W = tf.Variable(tf.zeros([784,10]))
b = tf.Variable(tf.zeros([10]))
y_hat = tf.nn.softmax(tf.matmul(x,W)+b)

#定义代价函数
loss = tf.reduce_mean(tf.square(y-y_hat))

#定义优化器
train_step = tf.train.GradientDescentOptimizer(0.2).minimize(loss)#使用梯度下降法

#定义准确率
#结果存放在一个布尔型列表中
correct_prediction = tf.equal(tf.argmax(y,1),tf.argmax(y_hat,1))#argmax返回一维张量中最大的值所在的位置
accuracy = tf.reduce_mean(tf.cast(correct_prediction,tf.float32))

#初始化变量
init = tf.global_variables_initializer()

#训练模型
with tf.Session() as sess:
  sess.run(init)
  for epoch in range(EPOCHS):  
    x_batches = [x_train[k:k+BATCH] for k in range(0,NUM_TRAIN_DATA,BATCH)]
    y_batches = [y_train[k:k+BATCH] for k in range(0,NUM_TRAIN_DATA,BATCH)]
    for xs,ys in zip(x_batches,y_batches):
      sess.run(train_step,feed_dict={x:xs,y:ys})    
  
    if epoch%10 == 0:
      test_accuracy = sess.run(accuracy,feed_dict={x:x_test,y:y_test})
      print("step %d, test accuracy %g" %(epoch,test_accuracy))

## 版本2：多层卷积网络



In [0]:
#每个批次的大小
BATCH = 100

#训练轮数
EPOCHS = 500

NUM_TRAIN_DATA = len(x_train) #所有训练数据的条数


#构造网络
def weight_variable(shape):
  initial = tf.truncated_normal(shape, stddev=0.1)
  return tf.Variable(initial)

def bias_variable(shape):
  initial = tf.constant(0.1, shape=shape)
  return tf.Variable(initial)

def conv2d(x, W):
  return tf.nn.conv2d(x, W, strides=[1, 1, 1, 1], padding='SAME')

def max_pool_2x2(x):
  return tf.nn.max_pool(x, ksize=[1, 2, 2, 1],
                        strides=[1, 2, 2, 1], padding='SAME')

x = tf.placeholder("float", shape=[None, 784])
y = tf.placeholder("float", shape=[None, 10])

# 第一层卷积
# 现在我们可以开始实现第一层了。它由一个卷积接一个max pooling完成。卷积在每个5x5的patch中算出32个特征。卷积的权重张量形状是[5, 5, 1, 32]，前两个维度是patch的大小，接着是输入的通道数目，最后是输出的通道数目。 而对于每一个输出通道都有一个对应的偏置量。

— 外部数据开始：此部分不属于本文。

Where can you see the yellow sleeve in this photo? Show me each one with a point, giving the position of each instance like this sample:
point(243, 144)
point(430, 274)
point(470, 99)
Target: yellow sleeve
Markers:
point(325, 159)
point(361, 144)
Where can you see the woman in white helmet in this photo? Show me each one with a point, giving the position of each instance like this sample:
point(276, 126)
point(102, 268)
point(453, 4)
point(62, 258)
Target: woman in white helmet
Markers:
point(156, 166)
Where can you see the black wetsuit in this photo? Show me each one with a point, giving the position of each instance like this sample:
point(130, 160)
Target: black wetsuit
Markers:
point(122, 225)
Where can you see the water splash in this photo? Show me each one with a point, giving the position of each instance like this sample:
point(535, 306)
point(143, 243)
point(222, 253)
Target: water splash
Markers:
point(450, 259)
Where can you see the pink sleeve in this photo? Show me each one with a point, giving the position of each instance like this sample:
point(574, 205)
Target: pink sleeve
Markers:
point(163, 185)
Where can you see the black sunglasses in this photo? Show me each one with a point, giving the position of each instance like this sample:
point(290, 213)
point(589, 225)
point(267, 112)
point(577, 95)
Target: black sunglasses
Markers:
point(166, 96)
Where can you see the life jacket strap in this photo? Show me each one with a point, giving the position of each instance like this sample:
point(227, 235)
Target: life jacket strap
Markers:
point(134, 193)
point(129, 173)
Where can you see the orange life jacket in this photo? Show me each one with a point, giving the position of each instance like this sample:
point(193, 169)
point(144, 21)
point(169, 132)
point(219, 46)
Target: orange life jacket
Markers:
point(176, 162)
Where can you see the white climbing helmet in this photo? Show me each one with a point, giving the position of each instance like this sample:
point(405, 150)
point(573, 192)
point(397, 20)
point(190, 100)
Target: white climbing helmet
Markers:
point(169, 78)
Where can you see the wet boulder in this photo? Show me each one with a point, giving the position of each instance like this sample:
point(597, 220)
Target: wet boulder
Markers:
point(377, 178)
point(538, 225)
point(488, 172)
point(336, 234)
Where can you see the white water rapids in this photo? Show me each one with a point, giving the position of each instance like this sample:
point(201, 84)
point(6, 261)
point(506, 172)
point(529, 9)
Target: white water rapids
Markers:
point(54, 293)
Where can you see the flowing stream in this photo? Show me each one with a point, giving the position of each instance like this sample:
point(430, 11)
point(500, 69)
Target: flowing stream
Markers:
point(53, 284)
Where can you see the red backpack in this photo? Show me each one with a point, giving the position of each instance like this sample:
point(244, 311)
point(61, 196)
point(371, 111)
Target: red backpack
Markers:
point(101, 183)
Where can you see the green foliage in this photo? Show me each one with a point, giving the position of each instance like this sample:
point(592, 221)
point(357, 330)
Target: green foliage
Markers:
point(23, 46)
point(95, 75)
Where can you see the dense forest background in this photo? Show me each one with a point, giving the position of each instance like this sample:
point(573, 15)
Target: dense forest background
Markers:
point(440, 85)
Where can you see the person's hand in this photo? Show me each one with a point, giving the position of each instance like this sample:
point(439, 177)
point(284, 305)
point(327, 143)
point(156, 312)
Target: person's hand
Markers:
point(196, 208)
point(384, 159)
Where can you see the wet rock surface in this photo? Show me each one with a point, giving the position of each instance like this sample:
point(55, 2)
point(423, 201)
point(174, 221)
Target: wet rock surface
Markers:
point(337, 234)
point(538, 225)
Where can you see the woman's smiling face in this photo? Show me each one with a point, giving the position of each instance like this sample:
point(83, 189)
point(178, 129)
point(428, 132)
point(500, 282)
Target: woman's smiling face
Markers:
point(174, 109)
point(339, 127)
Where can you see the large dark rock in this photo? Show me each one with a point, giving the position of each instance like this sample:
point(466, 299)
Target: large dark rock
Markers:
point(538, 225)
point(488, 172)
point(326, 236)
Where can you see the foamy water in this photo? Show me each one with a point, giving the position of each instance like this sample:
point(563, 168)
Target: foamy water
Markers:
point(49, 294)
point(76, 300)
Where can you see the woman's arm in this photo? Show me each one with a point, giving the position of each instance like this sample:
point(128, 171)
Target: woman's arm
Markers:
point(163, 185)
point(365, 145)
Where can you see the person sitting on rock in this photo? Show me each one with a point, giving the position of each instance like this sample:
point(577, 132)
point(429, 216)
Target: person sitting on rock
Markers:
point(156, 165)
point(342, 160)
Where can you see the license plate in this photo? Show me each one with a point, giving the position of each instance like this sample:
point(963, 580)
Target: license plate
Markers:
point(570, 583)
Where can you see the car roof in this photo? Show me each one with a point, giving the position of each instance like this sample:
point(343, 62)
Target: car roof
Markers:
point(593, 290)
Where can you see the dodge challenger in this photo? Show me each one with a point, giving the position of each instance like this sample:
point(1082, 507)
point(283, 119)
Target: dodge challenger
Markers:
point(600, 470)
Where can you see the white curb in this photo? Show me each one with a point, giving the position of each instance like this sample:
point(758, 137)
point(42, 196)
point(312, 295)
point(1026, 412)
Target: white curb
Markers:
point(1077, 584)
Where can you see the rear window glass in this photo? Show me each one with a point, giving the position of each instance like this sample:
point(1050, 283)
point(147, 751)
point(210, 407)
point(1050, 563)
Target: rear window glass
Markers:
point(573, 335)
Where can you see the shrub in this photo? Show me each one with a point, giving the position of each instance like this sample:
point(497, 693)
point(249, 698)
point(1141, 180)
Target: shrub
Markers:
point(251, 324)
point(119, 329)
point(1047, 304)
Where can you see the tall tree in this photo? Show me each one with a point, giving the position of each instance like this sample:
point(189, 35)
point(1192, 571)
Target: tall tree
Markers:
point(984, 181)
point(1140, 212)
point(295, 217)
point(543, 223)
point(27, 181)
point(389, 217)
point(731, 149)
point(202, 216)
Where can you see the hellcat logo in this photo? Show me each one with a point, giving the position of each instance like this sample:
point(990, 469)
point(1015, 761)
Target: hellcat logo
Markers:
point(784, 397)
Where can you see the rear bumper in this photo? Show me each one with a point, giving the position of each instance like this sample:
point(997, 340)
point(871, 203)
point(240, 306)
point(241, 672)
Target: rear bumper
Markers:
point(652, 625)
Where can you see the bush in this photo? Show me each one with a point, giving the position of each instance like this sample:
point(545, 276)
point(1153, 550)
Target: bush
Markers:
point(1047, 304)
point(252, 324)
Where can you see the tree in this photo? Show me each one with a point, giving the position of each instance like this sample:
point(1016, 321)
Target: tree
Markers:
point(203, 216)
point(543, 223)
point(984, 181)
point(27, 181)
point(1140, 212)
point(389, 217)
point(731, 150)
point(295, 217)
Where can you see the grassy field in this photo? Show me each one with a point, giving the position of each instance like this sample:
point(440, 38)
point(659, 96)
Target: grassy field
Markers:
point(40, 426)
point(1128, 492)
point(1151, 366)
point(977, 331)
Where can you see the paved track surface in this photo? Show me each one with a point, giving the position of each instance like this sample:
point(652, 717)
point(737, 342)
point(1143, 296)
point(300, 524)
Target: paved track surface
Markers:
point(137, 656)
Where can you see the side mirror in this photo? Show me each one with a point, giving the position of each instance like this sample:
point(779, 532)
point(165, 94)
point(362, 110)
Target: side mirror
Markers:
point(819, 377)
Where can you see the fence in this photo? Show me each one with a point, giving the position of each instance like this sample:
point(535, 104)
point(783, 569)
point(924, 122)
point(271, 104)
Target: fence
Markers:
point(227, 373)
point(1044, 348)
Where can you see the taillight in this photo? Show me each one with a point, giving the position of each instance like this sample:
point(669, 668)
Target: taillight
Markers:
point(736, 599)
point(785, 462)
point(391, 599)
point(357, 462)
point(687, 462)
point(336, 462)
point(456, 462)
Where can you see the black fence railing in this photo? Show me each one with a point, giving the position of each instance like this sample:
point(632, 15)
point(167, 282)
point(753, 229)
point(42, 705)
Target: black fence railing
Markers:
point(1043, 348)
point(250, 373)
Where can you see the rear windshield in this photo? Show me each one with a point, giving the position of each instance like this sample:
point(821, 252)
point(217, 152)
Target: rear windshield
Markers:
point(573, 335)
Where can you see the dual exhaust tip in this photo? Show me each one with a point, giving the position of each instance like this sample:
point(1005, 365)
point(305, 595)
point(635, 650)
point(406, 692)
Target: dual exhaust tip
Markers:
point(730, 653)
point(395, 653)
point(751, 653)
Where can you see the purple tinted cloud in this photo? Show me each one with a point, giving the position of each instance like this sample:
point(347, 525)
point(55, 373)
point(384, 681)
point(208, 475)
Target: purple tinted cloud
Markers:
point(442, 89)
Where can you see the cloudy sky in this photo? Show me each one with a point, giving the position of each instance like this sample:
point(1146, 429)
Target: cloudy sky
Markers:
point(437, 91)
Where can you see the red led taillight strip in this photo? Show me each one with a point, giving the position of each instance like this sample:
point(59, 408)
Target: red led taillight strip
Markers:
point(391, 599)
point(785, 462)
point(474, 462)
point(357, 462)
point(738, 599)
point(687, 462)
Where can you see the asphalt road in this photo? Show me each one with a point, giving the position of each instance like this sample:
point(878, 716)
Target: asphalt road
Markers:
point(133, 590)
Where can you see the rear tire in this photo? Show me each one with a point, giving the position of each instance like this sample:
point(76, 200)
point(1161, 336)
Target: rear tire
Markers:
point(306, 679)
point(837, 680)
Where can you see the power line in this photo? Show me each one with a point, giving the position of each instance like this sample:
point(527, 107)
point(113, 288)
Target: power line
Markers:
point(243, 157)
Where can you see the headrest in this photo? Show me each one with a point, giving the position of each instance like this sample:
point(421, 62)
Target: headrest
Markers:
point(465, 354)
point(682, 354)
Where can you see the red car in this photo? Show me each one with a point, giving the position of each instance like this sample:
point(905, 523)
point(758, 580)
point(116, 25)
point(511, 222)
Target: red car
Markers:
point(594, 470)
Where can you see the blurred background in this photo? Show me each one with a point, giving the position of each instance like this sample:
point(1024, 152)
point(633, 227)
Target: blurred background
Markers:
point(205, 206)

W_conv1 = weight_variable([5, 5, 1, 32])
b_conv1 = bias_variable([32])

# 为了用这一层，我们把x变成一个4d向量，其第2、第3维对应图片的宽、高，最后一维代表图片的颜色通道数(因为是灰度图所以这里的通道数为1，如果是rgb彩色图，则为3)。
x_image = tf.reshape(x, [-1,28,28,1])
# We then convolve x_image with the weight tensor, add the bias, apply the ReLU function, and finally max pool. 我们把x_image和权值向量进行卷积，加上偏置项，然后应用ReLU激活函数，最后进行max pooling。

h_conv1 = tf.nn.relu(conv2d(x_image, W_conv1) + b_conv1)
h_pool1 = max_pool_2x2(h_conv1)

# 第二层卷积
# 为了构建一个更深的网络，我们会把几个类似的层堆叠起来。第二层中，每个5x5的patch会得到64个特征。

W_conv2 = weight_variable([5, 5, 32, 64])
b_conv2 = bias_variable([64])

h_conv2 = tf.nn.relu(conv2d(h_pool1, W_conv2) + b_conv2)
h_pool2 = max_pool_2x2(h_conv2)
# 密集连接层
# 现在，图片尺寸减小到7x7，我们加入一个有1024个神经元的全连接层，用于处理整个图片。我们把池化层输出的张量reshape成一些向量，乘上权重矩阵，加上偏置，然后对其使用ReLU。

W_fc1 = weight_variable([7 * 7 * 64, 1024])
b_fc1 = bias_variable([1024])

h_pool2_flat = tf.reshape(h_pool2, [-1, 7*7*64])
h_fc1 = tf.nn.relu(tf.matmul(h_pool2_flat, W_fc1) + b_fc1)
# Dropout
# 为了减少过拟合，我们在输出层之前加入dropout。我们用一个placeholder来代表一个神经元的输出在dropout中保持不变的概率。这样我们可以在训练过程中启用dropout，在测试过程中关闭dropout。 TensorFlow的tf.nn.dropout操作除了可以屏蔽神经元的输出外，还会自动处理神经元输出值的scale。所以用dropout的时候可以不用考虑scale。

keep_prob = tf.placeholder("float")
h_fc1_drop = tf.nn.dropout(h_fc1, keep_prob)
# 输出层
# 最后，我们添加一个softmax层，就像前面的单层softmax regression一样。


W_fc2 = weight_variable([1024, 10])
b_fc2 = bias_variable([10])

y_hat = tf.nn.softmax(tf.matmul(h_fc1_drop, W_fc2) + b_fc2)

# 定义代价函数
loss = tf.reduce_mean(tf.square(y-y_hat))
# cross_entropy = -tf.reduce_sum(y*tf.log(y_hat))

# 定义优化器
train_step = tf.train.GradientDescentOptimizer(0.2).minimize(loss)#使用梯度下降法
# train_step = tf.train.AdamOptimizer(1e-4).minimize(cross_entropy)

#定义准确率
correct_prediction = tf.equal(tf.argmax(y_hat,1), tf.argmax(y,1))
accuracy = tf.reduce_mean(tf.cast(correct_prediction, "float"))

# 训练模型
with tf.Session() as sess:

  #初始化参数
  sess.run(tf.global_variables_initializer())
  sess.run(tf.local_variables_initializer())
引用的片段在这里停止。